In the UK, scientists at the University of Oxford have begun phase 1 clinical trials on 54 healthy adults to investigate intranasal vaccination with Covishield following positive findings from studies done on hamsters, while Codagenix, a biotech startup, is currently evaluating a novel inhaled COVID-19 vaccine candidate called COVI-VAC in phase 1 clinical trials involving 48 participants. COVI-VAC is a single-dose, intranasal, live-attenuated vaccine against COVID-19. Unlike many other COVID-19 vaccines, COVI-VAC is designed to produce immunity against all SARS-CoV-2 proteins, not just the spike surface protein, positioning it to protect against a range of SARS-CoV-2 strains.

And in the US, the startups Phage Novo Bio and Precision Virologics have also shown through animal trials that their inhaled candidates for Covid-19 vaccines were safe and effective. In a new study assessing the potential of a single-dose intranasal COVID-19 vaccine, a team from the University of Iowa found that the vaccine fully protects mice against lethal COVID-19 infection. The vaccine also blocks animal-to-animal transmission of the virus.

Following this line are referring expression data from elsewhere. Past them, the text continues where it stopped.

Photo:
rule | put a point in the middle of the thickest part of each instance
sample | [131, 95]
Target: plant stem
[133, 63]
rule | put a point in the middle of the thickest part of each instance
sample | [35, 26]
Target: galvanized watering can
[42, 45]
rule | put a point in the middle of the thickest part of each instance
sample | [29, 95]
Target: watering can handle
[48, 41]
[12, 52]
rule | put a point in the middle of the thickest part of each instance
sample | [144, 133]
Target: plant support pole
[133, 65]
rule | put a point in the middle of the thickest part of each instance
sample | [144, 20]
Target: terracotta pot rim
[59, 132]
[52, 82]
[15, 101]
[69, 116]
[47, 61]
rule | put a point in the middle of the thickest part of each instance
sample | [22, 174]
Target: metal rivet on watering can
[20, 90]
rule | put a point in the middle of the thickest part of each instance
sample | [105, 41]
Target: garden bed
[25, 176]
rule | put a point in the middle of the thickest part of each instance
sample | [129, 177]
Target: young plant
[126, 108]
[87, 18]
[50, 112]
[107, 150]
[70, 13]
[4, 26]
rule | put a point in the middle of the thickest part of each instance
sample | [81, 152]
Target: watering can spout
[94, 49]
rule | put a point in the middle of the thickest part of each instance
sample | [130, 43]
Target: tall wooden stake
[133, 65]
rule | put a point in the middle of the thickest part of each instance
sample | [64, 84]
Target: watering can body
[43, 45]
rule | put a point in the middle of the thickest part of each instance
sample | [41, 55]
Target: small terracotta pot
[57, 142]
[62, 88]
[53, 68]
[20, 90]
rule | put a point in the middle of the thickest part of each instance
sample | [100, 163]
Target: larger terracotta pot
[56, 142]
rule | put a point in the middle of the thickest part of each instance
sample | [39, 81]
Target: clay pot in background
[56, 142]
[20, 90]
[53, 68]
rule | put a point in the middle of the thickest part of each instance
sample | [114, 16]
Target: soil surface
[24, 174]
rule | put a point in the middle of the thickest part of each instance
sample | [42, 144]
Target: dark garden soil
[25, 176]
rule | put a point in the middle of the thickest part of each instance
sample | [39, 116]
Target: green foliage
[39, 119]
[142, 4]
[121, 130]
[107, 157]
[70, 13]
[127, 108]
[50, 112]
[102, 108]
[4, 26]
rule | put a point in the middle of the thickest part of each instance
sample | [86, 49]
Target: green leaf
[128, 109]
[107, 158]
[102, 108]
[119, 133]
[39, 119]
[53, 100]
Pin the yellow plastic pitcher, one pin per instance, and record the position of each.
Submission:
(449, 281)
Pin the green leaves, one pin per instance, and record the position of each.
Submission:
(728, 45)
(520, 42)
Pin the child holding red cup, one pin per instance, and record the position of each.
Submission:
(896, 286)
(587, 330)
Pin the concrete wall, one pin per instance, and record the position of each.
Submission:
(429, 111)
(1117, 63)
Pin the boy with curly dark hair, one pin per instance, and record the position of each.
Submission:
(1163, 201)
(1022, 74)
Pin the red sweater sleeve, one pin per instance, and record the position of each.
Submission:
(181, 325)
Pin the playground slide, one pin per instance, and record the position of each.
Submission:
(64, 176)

So far, all of the inhaled Covid-19 vaccine candidates are either in the animal testing phase, or the first stages of clinical trials testing the safety and effectiveness of these sprays in a small group of healthy people. We can therefore only provide an overview of this topic but will continue to keep an eye on what is happening. The publications and findings to date seem promising. Ordinarily, it can take years for vaccines to go from early clinical trials to the market. At the moment, drug regulators have accelerated the authorization process by laying out the exact kinds of data companies need to generate to prove their products are safe and effective. The urgency of vaccinating the world may keep these high-speed processes in place to get the much-needed approvals.